Babasaheb knew that the situation of the SCs, STs and OBCs in India was even more precarious than that of the Blacks in the USA because of 2,000 years’ history of stigmatisation and institutionalised discrimination. And his fears have been proved right. Even after 76 years of Independence, not a day passes without news of caste atrocities somewhere or other in the country.
3. ‘Ambedkar was only a Dalit leader’
This is unfair to his legacy and amounts to stigmatising him. If you read Babasaheb’s speeches and writings, you will find that he did not write and work for the emancipation of SCs alone. He also wrote and worked for the emancipation of labour, women, OBCs, and minorities.
He was instrumental in the inclusion of many provisions in the Constitution to protect the interests of these sections. Let me give 3 examples:
- By the 1930s, Ambedkar had emerged as a leading trade union lawyer. In 1936, he founded the Independent Labour Party to protect the interests of tenants, agricultural workers, and industrial workers. As the Labour Member on the Viceroy’s Executive Council (1942-46), he introduced many labour reforms, including the reduction in the number of working hours from 10 hours to 8 hours per day.
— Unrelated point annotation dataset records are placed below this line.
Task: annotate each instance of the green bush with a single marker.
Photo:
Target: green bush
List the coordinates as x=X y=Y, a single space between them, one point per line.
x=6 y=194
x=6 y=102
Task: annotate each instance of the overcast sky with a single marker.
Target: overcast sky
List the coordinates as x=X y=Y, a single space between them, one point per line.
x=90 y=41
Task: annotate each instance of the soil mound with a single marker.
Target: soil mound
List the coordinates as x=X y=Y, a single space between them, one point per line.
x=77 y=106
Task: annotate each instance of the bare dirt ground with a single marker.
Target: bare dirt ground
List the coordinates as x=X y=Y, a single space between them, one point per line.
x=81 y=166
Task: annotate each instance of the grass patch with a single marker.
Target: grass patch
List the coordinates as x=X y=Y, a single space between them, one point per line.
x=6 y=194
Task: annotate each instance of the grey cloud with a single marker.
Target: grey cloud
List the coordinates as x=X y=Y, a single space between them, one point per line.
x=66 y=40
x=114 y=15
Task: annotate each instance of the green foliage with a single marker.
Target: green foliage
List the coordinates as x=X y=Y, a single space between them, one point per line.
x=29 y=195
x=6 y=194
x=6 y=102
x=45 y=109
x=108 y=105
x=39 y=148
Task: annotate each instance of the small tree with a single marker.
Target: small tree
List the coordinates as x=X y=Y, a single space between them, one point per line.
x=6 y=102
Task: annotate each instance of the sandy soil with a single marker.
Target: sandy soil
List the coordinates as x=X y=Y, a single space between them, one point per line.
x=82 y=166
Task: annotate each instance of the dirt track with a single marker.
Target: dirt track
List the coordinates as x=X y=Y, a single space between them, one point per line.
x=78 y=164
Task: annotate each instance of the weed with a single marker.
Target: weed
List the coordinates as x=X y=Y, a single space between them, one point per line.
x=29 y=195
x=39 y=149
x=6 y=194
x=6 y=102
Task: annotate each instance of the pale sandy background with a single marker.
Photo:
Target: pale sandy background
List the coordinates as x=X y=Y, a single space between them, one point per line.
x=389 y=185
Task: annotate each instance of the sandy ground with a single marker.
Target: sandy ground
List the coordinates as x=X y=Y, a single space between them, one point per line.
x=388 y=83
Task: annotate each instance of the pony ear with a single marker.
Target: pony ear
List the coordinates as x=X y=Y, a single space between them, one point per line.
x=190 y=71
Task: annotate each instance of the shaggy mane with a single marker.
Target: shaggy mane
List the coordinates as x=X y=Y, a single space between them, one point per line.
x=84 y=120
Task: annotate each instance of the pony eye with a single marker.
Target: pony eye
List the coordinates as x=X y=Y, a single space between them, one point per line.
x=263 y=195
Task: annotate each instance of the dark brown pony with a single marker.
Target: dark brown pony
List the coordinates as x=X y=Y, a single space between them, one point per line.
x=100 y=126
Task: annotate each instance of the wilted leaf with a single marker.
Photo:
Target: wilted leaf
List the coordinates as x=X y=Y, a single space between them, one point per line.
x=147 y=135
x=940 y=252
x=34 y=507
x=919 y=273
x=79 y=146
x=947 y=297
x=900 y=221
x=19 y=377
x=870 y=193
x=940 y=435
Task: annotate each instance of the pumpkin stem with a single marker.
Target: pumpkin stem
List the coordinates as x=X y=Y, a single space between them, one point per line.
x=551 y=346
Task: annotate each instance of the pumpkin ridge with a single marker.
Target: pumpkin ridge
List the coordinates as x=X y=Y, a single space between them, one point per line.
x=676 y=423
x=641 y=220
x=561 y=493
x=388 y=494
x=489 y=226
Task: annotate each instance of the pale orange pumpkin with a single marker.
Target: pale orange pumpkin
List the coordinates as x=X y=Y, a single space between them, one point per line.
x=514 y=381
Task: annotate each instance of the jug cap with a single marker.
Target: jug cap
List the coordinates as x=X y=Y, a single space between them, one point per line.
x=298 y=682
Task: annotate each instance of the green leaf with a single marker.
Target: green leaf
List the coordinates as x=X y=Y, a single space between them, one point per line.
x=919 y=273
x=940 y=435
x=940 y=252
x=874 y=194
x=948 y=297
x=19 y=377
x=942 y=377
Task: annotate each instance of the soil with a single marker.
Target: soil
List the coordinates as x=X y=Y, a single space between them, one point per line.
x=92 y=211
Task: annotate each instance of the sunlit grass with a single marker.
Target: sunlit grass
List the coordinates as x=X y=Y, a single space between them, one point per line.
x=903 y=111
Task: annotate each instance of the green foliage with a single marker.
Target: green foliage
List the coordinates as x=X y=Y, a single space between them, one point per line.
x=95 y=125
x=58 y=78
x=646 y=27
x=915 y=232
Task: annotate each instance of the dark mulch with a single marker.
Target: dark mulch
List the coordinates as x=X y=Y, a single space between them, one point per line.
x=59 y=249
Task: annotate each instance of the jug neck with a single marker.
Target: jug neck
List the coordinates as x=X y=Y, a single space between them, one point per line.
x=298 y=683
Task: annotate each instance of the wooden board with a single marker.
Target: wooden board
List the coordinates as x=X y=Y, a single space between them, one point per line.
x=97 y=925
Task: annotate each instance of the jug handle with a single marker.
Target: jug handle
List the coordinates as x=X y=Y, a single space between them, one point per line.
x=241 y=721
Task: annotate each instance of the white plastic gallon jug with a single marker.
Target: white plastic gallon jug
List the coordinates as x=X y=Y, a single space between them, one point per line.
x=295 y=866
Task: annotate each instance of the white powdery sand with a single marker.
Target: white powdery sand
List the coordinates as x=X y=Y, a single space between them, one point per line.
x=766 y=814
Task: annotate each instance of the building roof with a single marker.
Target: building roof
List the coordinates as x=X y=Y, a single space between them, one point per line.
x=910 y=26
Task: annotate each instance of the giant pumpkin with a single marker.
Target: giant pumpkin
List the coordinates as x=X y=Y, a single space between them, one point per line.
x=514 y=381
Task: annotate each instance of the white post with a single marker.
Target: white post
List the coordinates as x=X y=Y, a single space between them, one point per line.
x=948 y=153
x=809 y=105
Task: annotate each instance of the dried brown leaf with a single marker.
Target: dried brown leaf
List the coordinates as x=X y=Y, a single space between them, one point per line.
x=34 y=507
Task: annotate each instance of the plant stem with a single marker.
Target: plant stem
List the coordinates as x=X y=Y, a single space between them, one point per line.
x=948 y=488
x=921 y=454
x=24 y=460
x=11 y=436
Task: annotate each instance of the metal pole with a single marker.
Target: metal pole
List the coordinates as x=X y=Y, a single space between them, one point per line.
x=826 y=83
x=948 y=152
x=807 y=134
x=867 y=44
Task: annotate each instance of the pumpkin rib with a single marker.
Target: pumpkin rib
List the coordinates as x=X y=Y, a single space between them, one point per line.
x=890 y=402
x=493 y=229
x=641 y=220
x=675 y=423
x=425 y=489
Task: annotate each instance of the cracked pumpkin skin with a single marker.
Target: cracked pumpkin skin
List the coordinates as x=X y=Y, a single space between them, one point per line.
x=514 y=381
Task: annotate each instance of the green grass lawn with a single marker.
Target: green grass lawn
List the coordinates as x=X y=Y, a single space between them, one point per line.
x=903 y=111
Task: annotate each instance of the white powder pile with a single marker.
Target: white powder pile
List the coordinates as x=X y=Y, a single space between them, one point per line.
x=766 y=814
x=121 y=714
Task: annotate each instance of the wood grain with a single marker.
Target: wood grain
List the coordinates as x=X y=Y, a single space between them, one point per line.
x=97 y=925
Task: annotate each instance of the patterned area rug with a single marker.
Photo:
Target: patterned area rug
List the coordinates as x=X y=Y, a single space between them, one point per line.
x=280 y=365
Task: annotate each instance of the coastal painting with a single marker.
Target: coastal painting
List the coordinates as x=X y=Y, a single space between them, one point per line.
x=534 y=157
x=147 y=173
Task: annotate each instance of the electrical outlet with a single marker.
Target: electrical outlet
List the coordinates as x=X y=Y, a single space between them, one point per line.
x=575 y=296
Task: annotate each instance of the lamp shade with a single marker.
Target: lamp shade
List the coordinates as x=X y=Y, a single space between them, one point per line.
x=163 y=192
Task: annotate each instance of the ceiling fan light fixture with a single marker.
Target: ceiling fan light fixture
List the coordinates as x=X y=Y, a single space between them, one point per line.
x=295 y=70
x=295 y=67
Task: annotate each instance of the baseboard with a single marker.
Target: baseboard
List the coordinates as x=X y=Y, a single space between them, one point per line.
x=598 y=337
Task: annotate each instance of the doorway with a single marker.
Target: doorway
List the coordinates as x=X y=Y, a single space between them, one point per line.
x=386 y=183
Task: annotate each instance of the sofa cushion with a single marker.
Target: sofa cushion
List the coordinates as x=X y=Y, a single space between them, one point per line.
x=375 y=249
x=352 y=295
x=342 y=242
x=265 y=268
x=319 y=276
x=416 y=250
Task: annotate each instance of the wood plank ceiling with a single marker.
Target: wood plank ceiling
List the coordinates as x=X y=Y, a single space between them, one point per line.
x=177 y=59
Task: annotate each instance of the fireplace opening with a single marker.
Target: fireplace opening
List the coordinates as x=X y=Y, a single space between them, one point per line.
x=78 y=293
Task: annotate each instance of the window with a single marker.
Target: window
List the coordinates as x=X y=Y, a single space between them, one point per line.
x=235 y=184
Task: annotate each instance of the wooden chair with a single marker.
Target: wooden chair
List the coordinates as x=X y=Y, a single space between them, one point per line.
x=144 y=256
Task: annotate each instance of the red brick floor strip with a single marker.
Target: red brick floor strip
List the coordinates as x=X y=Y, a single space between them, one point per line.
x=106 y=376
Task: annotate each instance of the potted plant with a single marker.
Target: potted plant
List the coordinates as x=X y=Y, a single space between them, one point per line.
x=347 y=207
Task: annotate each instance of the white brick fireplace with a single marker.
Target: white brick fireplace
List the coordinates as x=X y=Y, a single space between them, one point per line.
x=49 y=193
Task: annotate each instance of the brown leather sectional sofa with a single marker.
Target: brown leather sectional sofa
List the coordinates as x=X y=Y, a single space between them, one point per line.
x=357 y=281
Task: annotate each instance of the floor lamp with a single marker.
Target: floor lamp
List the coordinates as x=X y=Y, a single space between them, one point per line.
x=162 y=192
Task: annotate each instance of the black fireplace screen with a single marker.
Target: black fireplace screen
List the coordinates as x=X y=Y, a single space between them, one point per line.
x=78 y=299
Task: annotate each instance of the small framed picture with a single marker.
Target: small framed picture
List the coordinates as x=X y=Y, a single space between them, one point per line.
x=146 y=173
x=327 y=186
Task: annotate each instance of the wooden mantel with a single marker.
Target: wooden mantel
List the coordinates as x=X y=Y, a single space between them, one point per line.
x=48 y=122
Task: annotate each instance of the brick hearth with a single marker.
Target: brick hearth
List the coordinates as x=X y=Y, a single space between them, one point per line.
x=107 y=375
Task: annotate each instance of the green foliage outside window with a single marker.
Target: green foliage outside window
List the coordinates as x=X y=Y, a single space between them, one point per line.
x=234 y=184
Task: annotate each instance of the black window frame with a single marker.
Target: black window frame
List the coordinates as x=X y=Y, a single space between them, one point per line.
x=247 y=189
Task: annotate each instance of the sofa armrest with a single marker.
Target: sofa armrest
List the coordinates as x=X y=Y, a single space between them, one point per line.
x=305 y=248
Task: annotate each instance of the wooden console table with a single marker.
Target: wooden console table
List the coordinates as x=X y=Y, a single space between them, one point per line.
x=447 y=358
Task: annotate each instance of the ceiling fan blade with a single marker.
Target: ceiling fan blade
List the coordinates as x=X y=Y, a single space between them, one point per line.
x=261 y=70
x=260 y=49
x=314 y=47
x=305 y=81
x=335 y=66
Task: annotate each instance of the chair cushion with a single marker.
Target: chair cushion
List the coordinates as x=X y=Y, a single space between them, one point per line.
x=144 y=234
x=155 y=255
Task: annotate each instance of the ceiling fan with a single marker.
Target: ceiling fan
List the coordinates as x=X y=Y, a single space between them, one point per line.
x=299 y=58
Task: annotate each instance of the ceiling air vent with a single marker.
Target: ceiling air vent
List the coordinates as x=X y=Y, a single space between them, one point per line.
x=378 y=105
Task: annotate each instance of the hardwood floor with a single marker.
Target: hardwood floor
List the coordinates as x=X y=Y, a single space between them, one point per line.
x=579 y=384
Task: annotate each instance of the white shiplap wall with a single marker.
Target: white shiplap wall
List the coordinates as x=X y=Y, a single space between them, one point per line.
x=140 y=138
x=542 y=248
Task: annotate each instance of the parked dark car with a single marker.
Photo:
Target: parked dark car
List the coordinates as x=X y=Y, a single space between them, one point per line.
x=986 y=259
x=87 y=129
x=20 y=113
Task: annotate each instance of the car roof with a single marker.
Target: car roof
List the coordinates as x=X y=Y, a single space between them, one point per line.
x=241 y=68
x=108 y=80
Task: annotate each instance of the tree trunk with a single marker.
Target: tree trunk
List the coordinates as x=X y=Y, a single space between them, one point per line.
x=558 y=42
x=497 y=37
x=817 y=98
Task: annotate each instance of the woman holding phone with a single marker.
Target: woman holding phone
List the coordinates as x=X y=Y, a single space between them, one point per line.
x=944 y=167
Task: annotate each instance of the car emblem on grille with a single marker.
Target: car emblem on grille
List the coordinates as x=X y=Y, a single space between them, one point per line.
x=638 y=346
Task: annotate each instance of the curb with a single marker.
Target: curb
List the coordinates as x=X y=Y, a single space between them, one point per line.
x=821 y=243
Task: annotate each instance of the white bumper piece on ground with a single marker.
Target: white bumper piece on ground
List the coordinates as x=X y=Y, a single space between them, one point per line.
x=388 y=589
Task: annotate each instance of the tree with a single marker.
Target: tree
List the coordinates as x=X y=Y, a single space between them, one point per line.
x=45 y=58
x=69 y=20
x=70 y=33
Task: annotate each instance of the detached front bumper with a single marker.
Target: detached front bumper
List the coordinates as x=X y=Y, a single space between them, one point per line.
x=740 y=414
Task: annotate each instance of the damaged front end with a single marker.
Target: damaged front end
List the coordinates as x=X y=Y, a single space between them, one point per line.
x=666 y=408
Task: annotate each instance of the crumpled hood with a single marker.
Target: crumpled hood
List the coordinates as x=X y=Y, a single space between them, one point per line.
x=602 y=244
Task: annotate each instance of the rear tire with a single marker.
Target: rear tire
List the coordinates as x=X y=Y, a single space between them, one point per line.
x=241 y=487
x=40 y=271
- Babasaheb’s passion for gender equality may be seen in his quote: “I measure the progress of a community by the degree of progress which women have achieved.” He recommended education, increasing the minimum age of marriage, family planning, participation in political and social struggles side by side with men, etc., as strategies for the emancipation of women. As already mentioned, he was the moving spirit behind the Hindu Code Bill.
- Ambedkar encouraged OBC leaders to form an All-India Backward Classes Federation in 1950. He gave two reasons for his resignation from Nehru’s Cabinet in September 1951: (i) his frustration at not being able to get the Hindu Code Bill passed, and (ii) his unhappiness that not enough was being done by Nehru’s government to promote the interest of the OBCs. In my estimation, Ambedkar’s rehabilitation is neither wholehearted nor complete; he has yet to get the recognition he deserves. His works are rarely read by large sections of his countrymen, especially those who belong to the upper castes.
One reason for this is caste prejudice the unstated presumption that “you can’t be a top-notch intellectual unless you are one of us.” Another reason is what I call the ‘Siddhartha Syndrome’ like the young Sakya prince who was closeted within the palace walls, they genuinely do not know the reality of the pitiable conditions of the downtrodden sections of the society.
Robert Green Ingersoll’s memorable tribute to Thomas Paine seems almost tailor-made for Dr BR Ambedkar:
“He belonged to the lower classes... He was born in a country where real liberty was unknown, where people hugged their chains, where the privileges of the class were guarded with infinite jealousy and the rights of the individual trampled beneath the feet of priests and nobles, where advocating justice was treason… He saw oppression on every hand; injustice everywhere; hypocrisy at the altar, venality on the bench, tyranny on the throne; and with splendid courage, he espoused the cause of the weak against the strong of the enslaved many against the titled few.”
I cannot think of a better tribute to India’s Thomas Paine.